In an era of Cold War paranoia, his political associations were of interest to ASIO, with ramifications beyond student life. In his final year of university Jack worked part-time with PMG Research Laboratories. He always suspected politics cost him a permanent position. Recently, Helga obtained his ASIO file, which confirms that Jack was deemed a security risk and unfit for government employment.

The thick, heavily redacted file has notes and photos of public and private activities. ASIO operatives infiltrated even small meetings held in family and friends' homes to discuss such seditious matters as world peace.

Jack qualified as an electrical engineer and in the 1970s he

and Nora (Natasha) moved to Diamond Creek. Jack built an Alistair Knox-designed mud-brick house and carved a native garden from a tough bush block.

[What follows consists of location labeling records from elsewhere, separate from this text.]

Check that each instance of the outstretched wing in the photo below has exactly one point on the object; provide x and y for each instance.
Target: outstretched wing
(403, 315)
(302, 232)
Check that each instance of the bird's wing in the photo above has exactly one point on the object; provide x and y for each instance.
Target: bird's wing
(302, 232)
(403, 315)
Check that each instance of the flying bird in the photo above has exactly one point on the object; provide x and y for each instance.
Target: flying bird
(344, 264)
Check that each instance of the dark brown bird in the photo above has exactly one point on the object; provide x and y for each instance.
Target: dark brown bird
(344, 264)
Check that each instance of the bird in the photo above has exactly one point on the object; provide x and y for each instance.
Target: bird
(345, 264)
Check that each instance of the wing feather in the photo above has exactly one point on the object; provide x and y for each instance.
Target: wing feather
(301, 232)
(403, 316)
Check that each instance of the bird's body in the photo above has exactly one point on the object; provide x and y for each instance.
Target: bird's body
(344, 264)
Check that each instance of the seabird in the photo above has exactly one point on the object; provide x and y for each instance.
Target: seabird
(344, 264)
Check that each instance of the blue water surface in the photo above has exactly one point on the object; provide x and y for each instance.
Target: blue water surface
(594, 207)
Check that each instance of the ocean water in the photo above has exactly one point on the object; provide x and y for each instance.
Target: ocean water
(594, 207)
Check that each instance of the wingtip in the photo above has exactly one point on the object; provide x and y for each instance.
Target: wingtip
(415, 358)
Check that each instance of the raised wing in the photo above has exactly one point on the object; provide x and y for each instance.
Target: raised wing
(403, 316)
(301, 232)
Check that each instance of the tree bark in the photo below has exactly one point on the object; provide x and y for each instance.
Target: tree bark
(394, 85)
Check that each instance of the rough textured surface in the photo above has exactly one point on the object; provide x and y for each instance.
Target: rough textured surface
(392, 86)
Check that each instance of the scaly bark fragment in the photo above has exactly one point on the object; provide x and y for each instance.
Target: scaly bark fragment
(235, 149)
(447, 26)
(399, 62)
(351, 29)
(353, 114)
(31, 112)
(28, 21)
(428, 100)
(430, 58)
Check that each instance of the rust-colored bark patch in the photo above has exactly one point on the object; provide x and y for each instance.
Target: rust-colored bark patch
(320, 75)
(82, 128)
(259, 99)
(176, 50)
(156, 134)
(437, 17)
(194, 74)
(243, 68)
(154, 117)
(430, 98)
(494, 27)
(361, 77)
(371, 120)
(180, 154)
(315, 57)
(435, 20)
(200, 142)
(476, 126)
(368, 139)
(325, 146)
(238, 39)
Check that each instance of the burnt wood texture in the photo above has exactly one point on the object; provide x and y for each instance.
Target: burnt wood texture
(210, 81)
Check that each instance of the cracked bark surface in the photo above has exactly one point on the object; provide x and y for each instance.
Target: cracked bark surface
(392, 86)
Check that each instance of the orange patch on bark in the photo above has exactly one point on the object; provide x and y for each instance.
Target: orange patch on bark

He became active in community life the progress association, organisation of the town fair,

a community school, a food

co-operative, the local Country

Fire Authority and school council.

Jack and Natasha joined local parents in lobbying for a new primary school, and for girls to attend the town's secondary school, a tech.

He was also involved in local politics and worked on the federal election campaigns of friends David McKenzie, Peter Staples and Pete Steedman.

After his retirement in the 1990s, Jack moved back to Pascoe Vale and joined environment group Friends of the Merri Creek, volunteering in the office and attending planting days.

He participated in a planting three days before the stroke that took his life just a few days short of his 83rd birthday.

Jack also became a passionate bushwalker. CAEX Bushwalking Club friends recall someone who liked to chat, laugh and share a glass of wine, and who used his precise engineer's brain to help map walks.

Jack will be remembered as a generous and supportive man, someone who inspired and encouraged social justice and political and community activism. He is survived by his three daughters, their mother Natasha and a grandson, Dane.